Both MPAI-OSD V1 and MPAI-CAE V2.1 are published with requests for comments. Anybody is invited to read the standards at the OSD and CAE web pages and provide comments by the 17th (OSD) and 23rd (for CAE) of January 2024.
The Portable Avatar Format (MPAI-PAF) standard,, published in early October, specifies:
- The Portable Avatar Format and related Data Types allowing a sender to enable a receiver to decode and render an Avatar as intended by the sender.
- The Personal Status Display Composite AI Module allowing the conversion of a Text and a Personal Status to a Portable Avatar.
- The AI Framework (MPAI-AIF)-conforming AI Workflows and AI Modules  composing the Avatar-Based Videoconference Use Case also using Data Types from other MPAI Technical Specifications.
Let’s analyse the first of the three scopes of the specification, namely, enabling a sender to communicate an avatar to a receiver with all surrounding information so that the receiver can use the avatar as intended by the sender.
The key point in the text above is in the words “use” and “intended”. We will explain it by describing the data types that compose the Portable Avatar Format (PAF).

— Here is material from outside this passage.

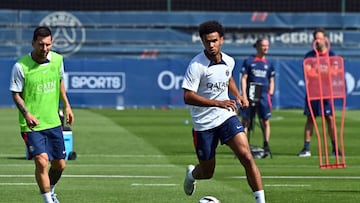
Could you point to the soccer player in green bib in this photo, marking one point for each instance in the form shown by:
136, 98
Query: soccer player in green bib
37, 85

- ID is the identifier of the Portable Avatar. This is used to enable the sender the reference a specific Avatar.
- Time type includes a bit defining the type of start of time: 0 for relative time, i.e., from an arbitrary 0 time and 1 for absolute time, i.e., from 1970/01/01T00:00 (Unix time).
- Start Time is the time from the start of the Portable Avatar. There is no End Time. When a new Portable Avatar with a new Start Time is received, the new Portable Avatar replaces the preceding one.
- Spatial Attitude is position and orientation (and possibly velocity and acceleration) in the Audio-Visual Scene Descriptors where the Avatar should be placed.
- Model is the Avatar Model.
- Body Descriptors and Face Descriptors enable the receiver to animate body and face of the Avatar Model as intended by the sender.
- Language preference is the language used by the avatar.
- Speech Type and Speech Object identify the speech compression algorithm and the actual Speech Object, respectively.
- Text is any text that may accompany the avatar.
- Personal Status is a data format specified by Multimodal Conversation (MPAI-MMC) V2. It contains a description of the (fictitious) Personal Status of the Avatar expressed by three data types: Cognitive State (how much the Avatar understands the context where it operates), Emotion, and Social Attitude (the positioning on the Avatar vis-à-vis the context).